One Albania, serving approximately 1.5 million subscribers, assured its users via a Facebook post that it effectively mitigated the cyber incident without experiencing significant disruptions. Their key services, including mobile, landline, and IPTV, reportedly remained operational despite the attack. AKCESK further clarified that the cyber intrusions did not originate from within Albania, confirming their capability to identify potential threats in real-time.
In response to the incidents, AKCESK has intensified its efforts in pinpointing the source of the attacks, restoring affected systems, and enhancing security protocols to preempt future breaches. The scale and specifics of the incidents remain unclear; however, they have captured attention due to the claim of responsibility from an Iranian hacker group, known as Homeland Justice, via its Telegram channel. This group also asserted that it had breached Air Albania, the national airline.
The motivations behind these attacks seem to be politically driven, as Homeland Justice released a statement on its official website on December 24. In this message, the group proclaimed their intent to “destroy supporters of terrorists,” accompanied by several hashtags relating to Albania and cyber attacks, thereby linking their activities to broader geopolitical narratives.

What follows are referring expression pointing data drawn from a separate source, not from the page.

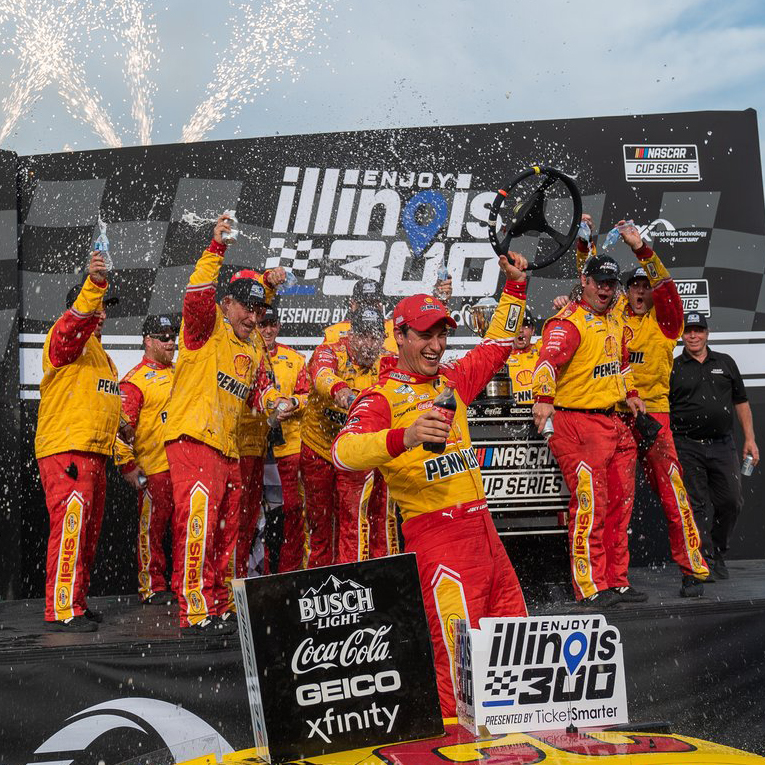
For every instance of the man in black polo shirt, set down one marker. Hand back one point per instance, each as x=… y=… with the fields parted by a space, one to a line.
x=705 y=389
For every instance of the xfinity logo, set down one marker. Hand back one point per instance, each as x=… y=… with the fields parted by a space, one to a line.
x=336 y=602
x=185 y=735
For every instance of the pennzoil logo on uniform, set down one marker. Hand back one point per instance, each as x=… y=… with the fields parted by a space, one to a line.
x=513 y=314
x=108 y=386
x=230 y=385
x=606 y=370
x=451 y=463
x=242 y=363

This string of attacks in Albania is reminiscent of prior destructive cyber campaigns targeting Albanian governmental services in mid-July 2022, for which Homeland Justice also claimed responsibility. Those incidents led to significant repercussions, including the U.S. government’s imposition of sanctions against Iran’s Ministry of Intelligence and Security due to its involvement in cyber-enabled threats against the U.S. and allied nations.

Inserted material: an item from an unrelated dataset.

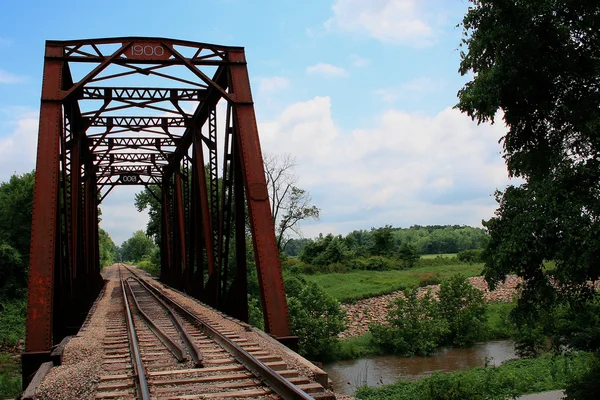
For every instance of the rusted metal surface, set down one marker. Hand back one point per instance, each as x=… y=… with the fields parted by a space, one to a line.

Business stakeholders should note the potential MITRE ATT&CK adversary tactics employed in these attacks. Initial access techniques such as phishing or exploitation of public-facing applications could have served as entry points for the attackers. Furthermore, tactics related to persistence and privilege escalation might have been utilized to maintain footholds within targeted systems and gain elevated access rights, thereby facilitating broader attack objectives.
In light of these events, AKCESK’s initiative to reassess and fortify its cybersecurity strategies stands as a critical step forward. As the threat landscape evolves, an emphasis on organizational resilience and adaptive security measures will become paramount for businesses operating in or with entities within affected regions. This incident underscores a growing need for vigilant cybersecurity practices amidst escalating global cyber threats.